Mais de nombreuses sociétés (pour la plupart fondées par des amateurs passionnés) se sont engouffrées dans ce qui promet d’être le futur “Eldorado” de l’astronomie amateur, et proposent différents services de nature à simplifier un tel projet ; par exemple en construisant toutes les infrastructures d’accueil et en assurant à leurs clients l’hébergement, l’installation, la maintenance et aussi la sécurité de leur équipement. D’autres adoptent une approche différente, en construisant directement un observatoire doté d’instruments de rêve et en “louant” le temps d’observation de ces télescopes aux amateurs en faisant la demande.
C’est ainsi qu’au mois de juin 2018, un membre du forum réalise, avec quelques heures de poses “louées” sur un télescope installé au Chili, une magnifique image d’une nébuleuse. Il indique également qu’il a une autre image en projet… je le contacte alors pour lui proposer de réaliser cette seconde image ensemble en partageant les frais ; ce qu’il accepte très gentiment.
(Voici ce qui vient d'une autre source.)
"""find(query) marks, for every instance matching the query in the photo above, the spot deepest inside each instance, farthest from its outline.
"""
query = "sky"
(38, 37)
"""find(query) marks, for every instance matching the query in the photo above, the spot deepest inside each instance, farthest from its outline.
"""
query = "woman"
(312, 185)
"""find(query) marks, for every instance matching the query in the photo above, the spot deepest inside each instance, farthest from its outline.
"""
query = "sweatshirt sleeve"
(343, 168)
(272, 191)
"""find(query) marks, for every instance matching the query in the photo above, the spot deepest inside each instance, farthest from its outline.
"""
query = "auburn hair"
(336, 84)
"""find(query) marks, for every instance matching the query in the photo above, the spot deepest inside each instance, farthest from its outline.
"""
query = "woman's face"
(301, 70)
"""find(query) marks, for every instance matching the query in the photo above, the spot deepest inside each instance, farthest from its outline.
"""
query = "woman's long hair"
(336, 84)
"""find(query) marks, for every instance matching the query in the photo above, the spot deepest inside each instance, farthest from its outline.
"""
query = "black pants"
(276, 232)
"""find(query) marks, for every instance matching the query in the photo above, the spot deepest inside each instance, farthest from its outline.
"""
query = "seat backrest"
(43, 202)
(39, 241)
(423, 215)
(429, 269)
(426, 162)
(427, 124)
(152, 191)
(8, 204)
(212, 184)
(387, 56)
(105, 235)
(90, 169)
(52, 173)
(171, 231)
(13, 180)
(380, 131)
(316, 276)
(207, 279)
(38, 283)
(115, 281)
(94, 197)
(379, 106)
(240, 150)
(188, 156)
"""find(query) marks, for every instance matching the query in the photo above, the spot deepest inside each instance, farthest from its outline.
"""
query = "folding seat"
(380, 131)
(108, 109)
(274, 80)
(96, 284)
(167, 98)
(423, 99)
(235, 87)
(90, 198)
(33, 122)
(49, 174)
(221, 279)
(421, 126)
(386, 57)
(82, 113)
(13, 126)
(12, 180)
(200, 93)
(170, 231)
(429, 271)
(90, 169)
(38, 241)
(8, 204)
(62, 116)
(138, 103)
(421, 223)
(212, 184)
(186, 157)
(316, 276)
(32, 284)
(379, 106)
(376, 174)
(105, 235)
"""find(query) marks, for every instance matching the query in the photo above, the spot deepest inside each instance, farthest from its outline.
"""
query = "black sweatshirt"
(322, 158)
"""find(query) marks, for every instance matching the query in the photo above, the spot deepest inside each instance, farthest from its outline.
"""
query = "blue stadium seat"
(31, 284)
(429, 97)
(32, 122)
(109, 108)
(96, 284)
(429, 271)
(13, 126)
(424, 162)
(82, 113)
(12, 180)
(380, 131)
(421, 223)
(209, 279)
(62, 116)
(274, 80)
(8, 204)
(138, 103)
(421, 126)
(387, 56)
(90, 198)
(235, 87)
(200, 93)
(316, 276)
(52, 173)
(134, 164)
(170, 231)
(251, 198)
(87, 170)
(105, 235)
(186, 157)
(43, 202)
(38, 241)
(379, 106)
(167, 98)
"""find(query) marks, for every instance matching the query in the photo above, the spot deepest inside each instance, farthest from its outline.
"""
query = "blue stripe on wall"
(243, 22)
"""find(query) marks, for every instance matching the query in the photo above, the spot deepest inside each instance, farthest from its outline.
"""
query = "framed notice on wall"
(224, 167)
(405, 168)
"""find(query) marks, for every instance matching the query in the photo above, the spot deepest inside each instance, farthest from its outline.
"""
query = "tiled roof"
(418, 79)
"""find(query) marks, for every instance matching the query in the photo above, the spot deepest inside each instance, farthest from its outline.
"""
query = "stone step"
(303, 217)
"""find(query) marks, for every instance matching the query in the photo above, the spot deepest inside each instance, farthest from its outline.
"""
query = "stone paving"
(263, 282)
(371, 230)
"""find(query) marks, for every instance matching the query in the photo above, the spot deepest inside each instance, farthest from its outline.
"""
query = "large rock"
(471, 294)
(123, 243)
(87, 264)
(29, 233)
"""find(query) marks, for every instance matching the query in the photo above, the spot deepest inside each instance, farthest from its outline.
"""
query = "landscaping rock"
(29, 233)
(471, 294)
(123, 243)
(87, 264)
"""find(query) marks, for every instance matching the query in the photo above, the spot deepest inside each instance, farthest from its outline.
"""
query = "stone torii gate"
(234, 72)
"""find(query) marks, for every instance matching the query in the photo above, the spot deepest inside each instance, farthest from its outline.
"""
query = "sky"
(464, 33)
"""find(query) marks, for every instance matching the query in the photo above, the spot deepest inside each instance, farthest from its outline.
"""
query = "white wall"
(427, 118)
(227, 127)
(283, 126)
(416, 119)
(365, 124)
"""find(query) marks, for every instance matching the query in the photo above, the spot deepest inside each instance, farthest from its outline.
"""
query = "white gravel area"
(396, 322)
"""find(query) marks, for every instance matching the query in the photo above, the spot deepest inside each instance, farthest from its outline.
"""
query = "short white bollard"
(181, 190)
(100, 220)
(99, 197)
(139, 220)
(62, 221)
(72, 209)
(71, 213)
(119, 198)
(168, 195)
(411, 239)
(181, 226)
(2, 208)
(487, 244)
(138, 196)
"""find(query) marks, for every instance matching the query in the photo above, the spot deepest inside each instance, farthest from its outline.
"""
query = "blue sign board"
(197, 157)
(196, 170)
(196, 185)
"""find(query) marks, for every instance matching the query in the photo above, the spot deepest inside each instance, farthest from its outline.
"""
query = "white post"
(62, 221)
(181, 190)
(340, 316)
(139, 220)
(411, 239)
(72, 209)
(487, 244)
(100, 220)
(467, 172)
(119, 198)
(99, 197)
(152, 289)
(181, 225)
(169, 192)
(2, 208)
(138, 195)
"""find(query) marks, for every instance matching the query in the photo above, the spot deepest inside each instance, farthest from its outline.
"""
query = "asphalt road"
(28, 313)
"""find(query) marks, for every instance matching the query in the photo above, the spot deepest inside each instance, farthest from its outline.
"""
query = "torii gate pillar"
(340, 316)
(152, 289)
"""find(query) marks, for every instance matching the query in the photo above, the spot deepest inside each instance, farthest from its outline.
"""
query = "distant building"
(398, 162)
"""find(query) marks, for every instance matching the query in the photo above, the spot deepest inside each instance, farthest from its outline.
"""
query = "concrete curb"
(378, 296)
L’instrument que nous utilisons pour cette image n’a plus rien d’amateur : loué par la société Chilescope, il s’agit d’un Ritchey-Chrétien de 1m (!) de diamètre conçu par la réputée société ASA, sur monture alt-azimutale, équipé d’un dérotateur de champ et d’une caméra CCD haut de gamme ; le tout installé dans une coupole de 5,5m de diamètre… La seule caméra CCD coûte plus cher que l’ensemble de mon setup, et l’optique s’élève à 800 000 € !
L’intérêt de cette forme de “remote” me séduit rapidement. D’une part car elle est beaucoup plus accessible financièrement et sans délais, mais surtout car elle permet d’utiliser un matériel hors de portée du monde amateur traditionnel… avec un tel diamètre, ce télescope ne dénoterait pas dans un observatoire professionnel.
La première image obtenue de M83 est source d’une grande excitation : quel plaisir de traiter de telles données, avec de tels détails, sur un objet que je n’aurais de toutes façon pas pu photographier depuis la France (cette galaxie restant très basse sur l’horizon).
Ce résultat me donne envie de récidiver ; mais cette fois en essayant d’exploiter pleinement le potentiel offert par un tel télescope et ses 6,7m de focale, en photographiant un objet beaucoup plus petit et quasiment jamais imagé au niveau amateur : la galaxie ESO350-40, dite de “la roue de chariot”. Cet objet m’a toujours fasciné, et je l’avais même en poster dans ma chambre étant jeune, photographié par le télescope spatial Hubble ! Fin 2018, je récidivais sur un autre poster d’enfance, mais cette fois avec un Newton de 500mm, sur Cometary Globula 4 (CG4), avec ce que je considère comme mon traitement le plus abouti jusqu’ici.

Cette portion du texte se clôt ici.